The impact was observed by researchers from the University of Huelva and the Institute of Astrophysics of Andalusia (IAA-CSIC) and produced a glow brighter than the North Star
On 11 September 2013 a rock with a mass of a small car impacted the moon and produced a glow almost as shiny as the North Star. It has been the strongest impact detected to date, and its glow, which lasted eight seconds, has been the longest and most intense ever observed. Today, researchers from the University of Huelva and the Institute of Astrophysics of Andalusia (IAA-CSIC) published an analysis of the impact in the Monthly Notices of the Royal Astronomical Society.
“I was immediately aware that I was witnessing an extraordinary event,” says José María Madiedo, researcher at the University of Huelva (UHU), who detected the impact. The observation was made using two telescopes of the MIDAS (Moon Impact Detection and Analysis System) project, developed by Madiedo and José Luis Ortiz, of the Institute of Astrophysics of Andalusia (IAA-CSIC).
These impacts are primarily caused by comet fragments and asteroids orbiting around the sun, technically known as meteoroids. The earth has a protective atmosphere which stops most meteoroids on a collision trajectory from reaching its surface, but the moon has no such shield and even small fragments can impact its surface and make a crater.
Since this kind of collision happens at speeds of tens of thousands of kilometres per hour, rocks melt and vaporize instantly at the point of impact. “That is why we do not use the word meteorite when referring to these collisions, because that term implies the presence of fragments,” José Luis Ortiz (IAA-CSIC) explains. The shock provokes a rise in temperature which in turn produces a glow that is visible with telescopes from the earth and which lasts a fraction of a second on average—much less than the 8 second duration of the glow produced by the September 11th impact.

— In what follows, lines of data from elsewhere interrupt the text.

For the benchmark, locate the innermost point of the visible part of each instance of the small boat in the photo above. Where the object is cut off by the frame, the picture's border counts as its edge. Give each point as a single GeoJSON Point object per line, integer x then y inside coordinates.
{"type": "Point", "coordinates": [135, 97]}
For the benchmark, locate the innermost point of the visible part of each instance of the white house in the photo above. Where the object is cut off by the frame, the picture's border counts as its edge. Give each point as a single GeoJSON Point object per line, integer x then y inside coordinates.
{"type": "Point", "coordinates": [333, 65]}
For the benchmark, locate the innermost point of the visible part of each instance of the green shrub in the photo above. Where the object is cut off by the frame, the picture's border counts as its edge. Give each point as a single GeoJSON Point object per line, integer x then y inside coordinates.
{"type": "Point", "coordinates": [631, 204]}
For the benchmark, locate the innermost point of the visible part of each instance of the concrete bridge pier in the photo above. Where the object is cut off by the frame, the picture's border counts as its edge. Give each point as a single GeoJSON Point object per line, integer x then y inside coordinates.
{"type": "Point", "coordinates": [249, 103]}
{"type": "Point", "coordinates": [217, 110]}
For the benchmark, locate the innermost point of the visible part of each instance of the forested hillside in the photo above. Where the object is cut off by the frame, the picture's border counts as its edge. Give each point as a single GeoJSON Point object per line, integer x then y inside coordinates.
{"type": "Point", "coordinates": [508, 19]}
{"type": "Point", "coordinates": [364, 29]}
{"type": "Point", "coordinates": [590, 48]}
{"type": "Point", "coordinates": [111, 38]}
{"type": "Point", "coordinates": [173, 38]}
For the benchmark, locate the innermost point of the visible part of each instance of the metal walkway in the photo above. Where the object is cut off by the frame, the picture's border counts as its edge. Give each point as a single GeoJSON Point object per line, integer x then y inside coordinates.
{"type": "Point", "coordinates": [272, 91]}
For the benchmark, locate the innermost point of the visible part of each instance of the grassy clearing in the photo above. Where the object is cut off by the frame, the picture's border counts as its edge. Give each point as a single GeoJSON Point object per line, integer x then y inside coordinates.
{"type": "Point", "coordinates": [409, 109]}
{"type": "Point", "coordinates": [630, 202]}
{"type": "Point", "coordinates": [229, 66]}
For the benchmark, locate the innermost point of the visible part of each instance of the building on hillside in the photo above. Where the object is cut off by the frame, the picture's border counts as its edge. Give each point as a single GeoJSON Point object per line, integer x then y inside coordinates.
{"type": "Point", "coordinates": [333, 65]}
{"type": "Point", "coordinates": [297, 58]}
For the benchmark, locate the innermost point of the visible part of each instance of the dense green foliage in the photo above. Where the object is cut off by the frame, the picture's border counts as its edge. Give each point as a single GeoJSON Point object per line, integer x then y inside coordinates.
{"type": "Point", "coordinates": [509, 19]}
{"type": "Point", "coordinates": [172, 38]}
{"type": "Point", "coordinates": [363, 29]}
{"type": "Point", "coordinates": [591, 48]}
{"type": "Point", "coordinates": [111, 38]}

The analysis carried out by Madiedo and Ortiz estimates that the new crater may measure up to forty meters in diameter, and that the meteoroid in question had a mass of approximately four hundred kilograms and a diameter between 0.6 and 1.4 metres. These estimates depend primarily on a physical parameter called “luminous efficiency” which is thus far little understood. The impact occurred at a speed of around sixty one thousand kilometres per hour in a region known as Mare Nubium (sea of clouds), an old solidified lava basin about the size of the Iberian Peninsula.

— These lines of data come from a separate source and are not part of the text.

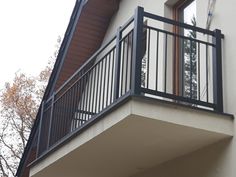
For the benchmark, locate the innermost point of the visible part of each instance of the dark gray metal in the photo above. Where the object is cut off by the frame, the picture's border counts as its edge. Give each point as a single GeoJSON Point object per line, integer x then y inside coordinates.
{"type": "Point", "coordinates": [117, 64]}
{"type": "Point", "coordinates": [217, 71]}
{"type": "Point", "coordinates": [50, 121]}
{"type": "Point", "coordinates": [40, 127]}
{"type": "Point", "coordinates": [137, 52]}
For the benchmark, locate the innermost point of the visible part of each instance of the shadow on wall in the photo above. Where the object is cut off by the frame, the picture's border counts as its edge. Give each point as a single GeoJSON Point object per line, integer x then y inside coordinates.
{"type": "Point", "coordinates": [206, 162]}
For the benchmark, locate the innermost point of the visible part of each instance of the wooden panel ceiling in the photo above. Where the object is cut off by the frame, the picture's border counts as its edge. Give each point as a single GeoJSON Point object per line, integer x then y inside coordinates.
{"type": "Point", "coordinates": [88, 36]}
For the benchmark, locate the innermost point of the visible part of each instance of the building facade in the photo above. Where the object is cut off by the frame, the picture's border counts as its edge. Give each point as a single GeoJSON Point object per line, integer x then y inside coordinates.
{"type": "Point", "coordinates": [139, 88]}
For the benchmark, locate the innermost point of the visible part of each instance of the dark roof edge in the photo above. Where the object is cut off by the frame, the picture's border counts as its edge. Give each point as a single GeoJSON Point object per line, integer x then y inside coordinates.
{"type": "Point", "coordinates": [52, 80]}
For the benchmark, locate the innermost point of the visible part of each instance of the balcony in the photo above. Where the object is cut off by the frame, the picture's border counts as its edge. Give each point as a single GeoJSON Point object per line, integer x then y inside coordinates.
{"type": "Point", "coordinates": [128, 104]}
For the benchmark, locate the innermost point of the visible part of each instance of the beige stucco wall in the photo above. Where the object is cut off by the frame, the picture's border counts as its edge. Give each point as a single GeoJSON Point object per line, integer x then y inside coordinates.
{"type": "Point", "coordinates": [217, 160]}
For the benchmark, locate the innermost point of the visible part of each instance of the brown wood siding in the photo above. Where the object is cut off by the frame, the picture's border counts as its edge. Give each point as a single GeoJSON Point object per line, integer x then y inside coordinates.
{"type": "Point", "coordinates": [90, 31]}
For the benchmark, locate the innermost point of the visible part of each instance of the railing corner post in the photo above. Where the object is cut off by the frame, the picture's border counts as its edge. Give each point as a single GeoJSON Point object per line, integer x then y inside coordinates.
{"type": "Point", "coordinates": [137, 54]}
{"type": "Point", "coordinates": [217, 71]}
{"type": "Point", "coordinates": [50, 120]}
{"type": "Point", "coordinates": [40, 127]}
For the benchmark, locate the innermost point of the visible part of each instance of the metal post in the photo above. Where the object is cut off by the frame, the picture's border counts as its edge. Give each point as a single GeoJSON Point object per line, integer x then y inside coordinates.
{"type": "Point", "coordinates": [50, 120]}
{"type": "Point", "coordinates": [40, 127]}
{"type": "Point", "coordinates": [217, 72]}
{"type": "Point", "coordinates": [137, 52]}
{"type": "Point", "coordinates": [117, 64]}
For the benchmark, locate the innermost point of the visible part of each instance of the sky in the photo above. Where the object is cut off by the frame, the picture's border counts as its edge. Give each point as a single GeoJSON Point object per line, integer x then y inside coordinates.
{"type": "Point", "coordinates": [28, 34]}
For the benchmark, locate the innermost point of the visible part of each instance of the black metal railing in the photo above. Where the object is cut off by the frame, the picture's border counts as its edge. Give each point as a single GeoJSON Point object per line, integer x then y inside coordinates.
{"type": "Point", "coordinates": [139, 60]}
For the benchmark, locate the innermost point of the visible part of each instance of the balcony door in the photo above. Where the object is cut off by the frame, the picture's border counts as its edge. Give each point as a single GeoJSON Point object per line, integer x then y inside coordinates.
{"type": "Point", "coordinates": [185, 74]}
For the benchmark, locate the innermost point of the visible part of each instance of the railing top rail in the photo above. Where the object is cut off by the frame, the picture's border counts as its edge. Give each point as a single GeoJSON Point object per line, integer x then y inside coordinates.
{"type": "Point", "coordinates": [180, 24]}
{"type": "Point", "coordinates": [91, 59]}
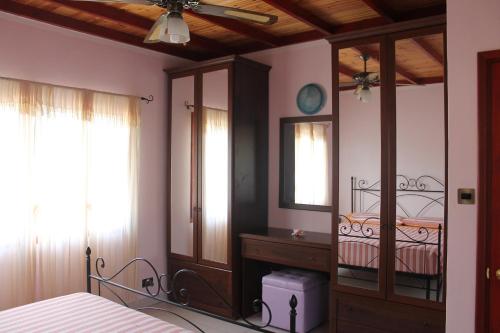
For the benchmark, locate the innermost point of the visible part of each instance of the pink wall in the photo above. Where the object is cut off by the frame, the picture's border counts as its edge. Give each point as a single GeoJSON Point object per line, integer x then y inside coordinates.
{"type": "Point", "coordinates": [297, 65]}
{"type": "Point", "coordinates": [40, 52]}
{"type": "Point", "coordinates": [293, 67]}
{"type": "Point", "coordinates": [472, 27]}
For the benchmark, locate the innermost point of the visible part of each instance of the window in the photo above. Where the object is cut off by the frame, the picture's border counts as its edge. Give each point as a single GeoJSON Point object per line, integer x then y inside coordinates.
{"type": "Point", "coordinates": [68, 179]}
{"type": "Point", "coordinates": [311, 162]}
{"type": "Point", "coordinates": [305, 163]}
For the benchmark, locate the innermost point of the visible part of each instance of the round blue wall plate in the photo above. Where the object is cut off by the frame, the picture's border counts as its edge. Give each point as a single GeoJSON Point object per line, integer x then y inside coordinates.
{"type": "Point", "coordinates": [310, 99]}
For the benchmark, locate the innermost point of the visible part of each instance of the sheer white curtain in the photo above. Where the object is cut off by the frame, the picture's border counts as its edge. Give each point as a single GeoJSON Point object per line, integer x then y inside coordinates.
{"type": "Point", "coordinates": [311, 164]}
{"type": "Point", "coordinates": [215, 185]}
{"type": "Point", "coordinates": [69, 179]}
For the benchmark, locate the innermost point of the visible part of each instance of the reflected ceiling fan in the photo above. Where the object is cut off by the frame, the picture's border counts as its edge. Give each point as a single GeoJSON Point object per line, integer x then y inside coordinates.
{"type": "Point", "coordinates": [363, 81]}
{"type": "Point", "coordinates": [171, 28]}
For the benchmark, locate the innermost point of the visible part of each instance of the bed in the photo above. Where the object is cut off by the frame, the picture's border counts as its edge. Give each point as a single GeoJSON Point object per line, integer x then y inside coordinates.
{"type": "Point", "coordinates": [87, 312]}
{"type": "Point", "coordinates": [419, 238]}
{"type": "Point", "coordinates": [71, 313]}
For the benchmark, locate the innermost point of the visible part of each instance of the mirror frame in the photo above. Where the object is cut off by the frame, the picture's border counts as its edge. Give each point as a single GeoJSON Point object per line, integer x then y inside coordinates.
{"type": "Point", "coordinates": [293, 120]}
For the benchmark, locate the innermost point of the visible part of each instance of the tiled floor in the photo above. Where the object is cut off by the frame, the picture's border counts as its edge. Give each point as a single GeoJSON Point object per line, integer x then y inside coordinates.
{"type": "Point", "coordinates": [208, 324]}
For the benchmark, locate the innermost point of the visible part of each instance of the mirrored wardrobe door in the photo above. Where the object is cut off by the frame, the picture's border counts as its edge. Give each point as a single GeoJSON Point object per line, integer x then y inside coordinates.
{"type": "Point", "coordinates": [215, 166]}
{"type": "Point", "coordinates": [359, 233]}
{"type": "Point", "coordinates": [183, 198]}
{"type": "Point", "coordinates": [419, 228]}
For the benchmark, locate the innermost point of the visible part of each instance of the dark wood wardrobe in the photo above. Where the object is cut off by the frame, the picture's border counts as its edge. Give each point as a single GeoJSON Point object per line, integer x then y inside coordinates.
{"type": "Point", "coordinates": [217, 174]}
{"type": "Point", "coordinates": [387, 291]}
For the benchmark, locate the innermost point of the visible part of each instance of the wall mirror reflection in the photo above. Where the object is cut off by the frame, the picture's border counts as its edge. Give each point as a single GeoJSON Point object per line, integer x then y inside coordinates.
{"type": "Point", "coordinates": [305, 162]}
{"type": "Point", "coordinates": [397, 201]}
{"type": "Point", "coordinates": [420, 164]}
{"type": "Point", "coordinates": [359, 233]}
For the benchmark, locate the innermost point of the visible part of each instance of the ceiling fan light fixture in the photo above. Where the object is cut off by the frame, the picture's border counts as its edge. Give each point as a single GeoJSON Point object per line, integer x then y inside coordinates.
{"type": "Point", "coordinates": [177, 31]}
{"type": "Point", "coordinates": [364, 94]}
{"type": "Point", "coordinates": [158, 30]}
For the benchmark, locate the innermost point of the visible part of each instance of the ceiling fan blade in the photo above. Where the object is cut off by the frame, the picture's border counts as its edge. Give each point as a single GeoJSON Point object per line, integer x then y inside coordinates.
{"type": "Point", "coordinates": [235, 13]}
{"type": "Point", "coordinates": [157, 30]}
{"type": "Point", "coordinates": [140, 2]}
{"type": "Point", "coordinates": [347, 84]}
{"type": "Point", "coordinates": [373, 77]}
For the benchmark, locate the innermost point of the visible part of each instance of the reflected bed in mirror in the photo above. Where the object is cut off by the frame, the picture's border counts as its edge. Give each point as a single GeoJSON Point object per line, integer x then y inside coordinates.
{"type": "Point", "coordinates": [305, 163]}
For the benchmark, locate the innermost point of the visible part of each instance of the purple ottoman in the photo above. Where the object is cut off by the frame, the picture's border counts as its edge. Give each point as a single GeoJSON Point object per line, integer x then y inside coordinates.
{"type": "Point", "coordinates": [311, 290]}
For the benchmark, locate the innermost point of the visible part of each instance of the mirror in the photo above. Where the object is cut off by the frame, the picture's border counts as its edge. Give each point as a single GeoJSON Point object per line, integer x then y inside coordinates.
{"type": "Point", "coordinates": [183, 203]}
{"type": "Point", "coordinates": [359, 229]}
{"type": "Point", "coordinates": [420, 166]}
{"type": "Point", "coordinates": [305, 162]}
{"type": "Point", "coordinates": [215, 166]}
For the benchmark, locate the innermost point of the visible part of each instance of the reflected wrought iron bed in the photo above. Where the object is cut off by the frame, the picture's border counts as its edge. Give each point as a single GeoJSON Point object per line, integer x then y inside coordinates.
{"type": "Point", "coordinates": [419, 245]}
{"type": "Point", "coordinates": [166, 291]}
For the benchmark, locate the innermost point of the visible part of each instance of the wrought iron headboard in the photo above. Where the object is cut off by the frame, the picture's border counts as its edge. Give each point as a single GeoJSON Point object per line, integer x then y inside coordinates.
{"type": "Point", "coordinates": [428, 188]}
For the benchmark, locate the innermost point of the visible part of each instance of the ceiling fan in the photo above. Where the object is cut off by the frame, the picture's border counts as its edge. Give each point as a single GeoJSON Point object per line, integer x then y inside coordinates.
{"type": "Point", "coordinates": [171, 27]}
{"type": "Point", "coordinates": [363, 81]}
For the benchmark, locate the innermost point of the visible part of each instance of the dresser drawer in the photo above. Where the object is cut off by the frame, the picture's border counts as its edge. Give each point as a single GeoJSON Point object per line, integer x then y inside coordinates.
{"type": "Point", "coordinates": [287, 254]}
{"type": "Point", "coordinates": [387, 317]}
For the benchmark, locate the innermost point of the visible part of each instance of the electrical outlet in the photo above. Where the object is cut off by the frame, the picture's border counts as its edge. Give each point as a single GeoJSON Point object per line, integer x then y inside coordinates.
{"type": "Point", "coordinates": [148, 282]}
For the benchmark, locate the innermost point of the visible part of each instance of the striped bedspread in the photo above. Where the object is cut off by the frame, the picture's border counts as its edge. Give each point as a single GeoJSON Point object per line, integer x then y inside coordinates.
{"type": "Point", "coordinates": [359, 246]}
{"type": "Point", "coordinates": [80, 312]}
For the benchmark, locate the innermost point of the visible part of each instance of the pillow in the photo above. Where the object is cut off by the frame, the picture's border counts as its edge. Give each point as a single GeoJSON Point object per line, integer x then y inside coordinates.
{"type": "Point", "coordinates": [426, 222]}
{"type": "Point", "coordinates": [373, 217]}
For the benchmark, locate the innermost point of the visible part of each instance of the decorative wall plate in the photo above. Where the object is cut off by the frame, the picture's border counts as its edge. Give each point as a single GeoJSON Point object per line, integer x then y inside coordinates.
{"type": "Point", "coordinates": [310, 99]}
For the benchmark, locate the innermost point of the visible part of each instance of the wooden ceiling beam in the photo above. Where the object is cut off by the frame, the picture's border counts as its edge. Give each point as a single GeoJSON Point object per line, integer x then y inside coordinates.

The energy released during the impact was enormous: equivalent to the blast of some fifteen tons of TNT. That makes it at least three times more potent than the greatest impact on the moon detected to date by NASA, registered by that agency on 17 March last year.
The results of the analysis of the glow of these lunar impacts allow us to better estimate the frequency with which meteoroids collide with the earth. One of the conclusions of this research suggests that the frequency with which rocks of a size similar to that which impacted the moon on 11 September collide with our own planet may be up to ten times higher than what a large portion of the scientific community had thought until now.
Madiedo J.M., Ortiz J.L., Morales N., Cabrera-Caño J., A LARGE LUNAR IMPACT BLAST ON SEPTEMBER 11TH 2013, MNRAS, 2014.